Definition of the motherboard
The Motherboard is also called the small board, mainboard, baseboard, or logic board. In a computer or other electronic device, it is the primary printed circuit board. The motherboard is containing CPU and RAM sockets and chipset in a modern desktop computer. For a high-end graphics card or other peripherals, a motherboard also has PCI- Express. Through external ports, laptop motherboards have peripheral expansion. It’s the main circuit board of a computer; It controls the disk drivers, keyboard, monitor, and other peripheral devices. Definition of the motherboard
If you open your computer, you see in the motherboard the biggest piece of silicon. You will find the motherboard CPU, ROM memory, RAM expansion slots, PCI slots, and USB port attached to motherboards. Like a hard drive, DVD drive, Keyboard and mouse also include controllers for the device. The new motherboards are faster and efficient them their predecessor.
Chipset, CPU, Bus, and RAM: Definition of the motherboard
For one type of CPU, every motherboard contains a specific chipset and a slot, for more than a decade PCI Express has been the dominant bus. Tiny M.2 interface has a newcomer.
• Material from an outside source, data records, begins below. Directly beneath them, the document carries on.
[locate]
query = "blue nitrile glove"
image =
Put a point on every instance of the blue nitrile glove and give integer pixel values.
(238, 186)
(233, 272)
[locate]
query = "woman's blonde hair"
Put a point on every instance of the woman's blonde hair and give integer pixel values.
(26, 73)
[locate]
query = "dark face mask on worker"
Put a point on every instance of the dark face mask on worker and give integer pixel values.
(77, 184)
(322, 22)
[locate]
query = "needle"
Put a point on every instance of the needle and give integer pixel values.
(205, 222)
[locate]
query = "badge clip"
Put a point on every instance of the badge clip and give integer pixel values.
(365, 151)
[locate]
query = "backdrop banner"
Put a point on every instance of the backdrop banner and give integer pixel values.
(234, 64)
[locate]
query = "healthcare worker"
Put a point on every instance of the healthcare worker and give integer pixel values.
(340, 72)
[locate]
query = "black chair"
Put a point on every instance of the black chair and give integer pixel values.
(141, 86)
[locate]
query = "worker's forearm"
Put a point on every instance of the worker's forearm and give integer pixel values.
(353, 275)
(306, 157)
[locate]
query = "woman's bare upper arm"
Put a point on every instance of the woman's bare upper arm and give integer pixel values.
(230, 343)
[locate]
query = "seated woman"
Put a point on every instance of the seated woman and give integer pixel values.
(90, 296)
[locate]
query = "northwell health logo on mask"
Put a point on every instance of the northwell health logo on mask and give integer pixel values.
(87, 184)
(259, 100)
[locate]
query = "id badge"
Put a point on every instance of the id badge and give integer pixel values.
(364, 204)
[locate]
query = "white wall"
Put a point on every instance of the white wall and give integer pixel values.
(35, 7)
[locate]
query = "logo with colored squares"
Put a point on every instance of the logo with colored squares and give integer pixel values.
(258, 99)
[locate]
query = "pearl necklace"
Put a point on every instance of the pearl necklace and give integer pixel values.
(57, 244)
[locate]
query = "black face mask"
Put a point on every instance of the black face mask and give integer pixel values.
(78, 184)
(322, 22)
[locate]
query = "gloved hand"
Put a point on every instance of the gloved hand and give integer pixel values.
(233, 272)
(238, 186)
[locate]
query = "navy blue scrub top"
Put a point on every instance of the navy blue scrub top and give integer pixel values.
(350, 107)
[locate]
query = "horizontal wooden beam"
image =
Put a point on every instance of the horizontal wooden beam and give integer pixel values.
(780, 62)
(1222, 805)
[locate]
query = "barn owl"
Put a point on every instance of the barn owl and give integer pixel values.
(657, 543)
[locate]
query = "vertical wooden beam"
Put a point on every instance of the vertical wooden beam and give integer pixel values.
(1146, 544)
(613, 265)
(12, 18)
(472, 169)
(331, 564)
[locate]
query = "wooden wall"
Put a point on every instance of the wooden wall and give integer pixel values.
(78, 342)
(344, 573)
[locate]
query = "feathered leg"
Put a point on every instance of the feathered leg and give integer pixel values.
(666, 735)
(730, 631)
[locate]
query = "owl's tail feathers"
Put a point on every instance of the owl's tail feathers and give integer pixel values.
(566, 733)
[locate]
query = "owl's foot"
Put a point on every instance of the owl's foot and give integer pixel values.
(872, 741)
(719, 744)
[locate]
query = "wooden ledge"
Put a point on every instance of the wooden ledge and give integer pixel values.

Along with a half dozen or PCIe slots, the new motherboard may have one or two M.2 slots.
Components of Motherboard: Definition of the motherboard
- CPU slot
- PCI peripheral components interconnect
- Power supply connector
- DIP dual-line Package switch
- Jumper
- Heat sink/ heatsink 9 cooling system)
- Clock generator
- Mouse and keyboard ports
- FDC floppy disc controller
- Parallel ports
- ISA industry-standard Architecture
- AGP Accelerated Graphics Port slot
- CMOS: Complementary Metal oxide semiconductor battery
- BIOS
Final words:
The motherboard is the type of circuit board installed in a computer system in which components of the computer system get connected. It is also considered the backbone of the computer systems.